I’m using Postgres 9.5 on Ubuntu 14.04. I have these settings set in my /etc/postgresql/9.5/main/postgresql.conf file
log_filename = 'postgresql-%Y-%m-%d_%H%M%S.log' # log file name pattern,
# can include strftime() escapes
#log_file_mode = 0600 # creation mode for log files,
# begin with 0 to use octal notation
log_truncate_on_rotation = on # If on, an existing log file with the
# same name as the new log file will be
# truncated rather than appended to.
# But such truncation only occurs on
# time-driven rotation, not on restarts
# or size-driven rotation. Default is
# off, meaning append to existing files
# in all cases.
#log_rotation_age = 1d # Automatic rotation of logfiles will
# happen after that time. 0 disables.
log_rotation_size = 50MB # Automatic rotation of logfiles will
# happen after that much log output.
# 0 disables.
Although I have restarted my server using the
sudo /etc/init.d/postgresql restart
command, when I run some transaction and check my logs, the log files are not respecting my files names …

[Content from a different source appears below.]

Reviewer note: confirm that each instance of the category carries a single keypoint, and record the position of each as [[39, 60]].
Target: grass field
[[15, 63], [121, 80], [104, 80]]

myuser@mymachine:~$ ls -al /var/log/postgresql/
total 1912144
drwxrwxr-t 2 root postgres 4096 Dec 31 14:27 .
drwxrwxr-x 14 root syslog 4096 Dec 31 06:55 ..
-rw-r----- 1 postgres postgres 1957826560 Dec 31 14:30 postgresql-9.5-main.log
-rw-r----- 1 postgres postgres 194785 Dec 26 06:46 postgresql-9.5-main.log.1
Why is Postgres not respecting the filename convention I specified in the configuration file and how do I get it to?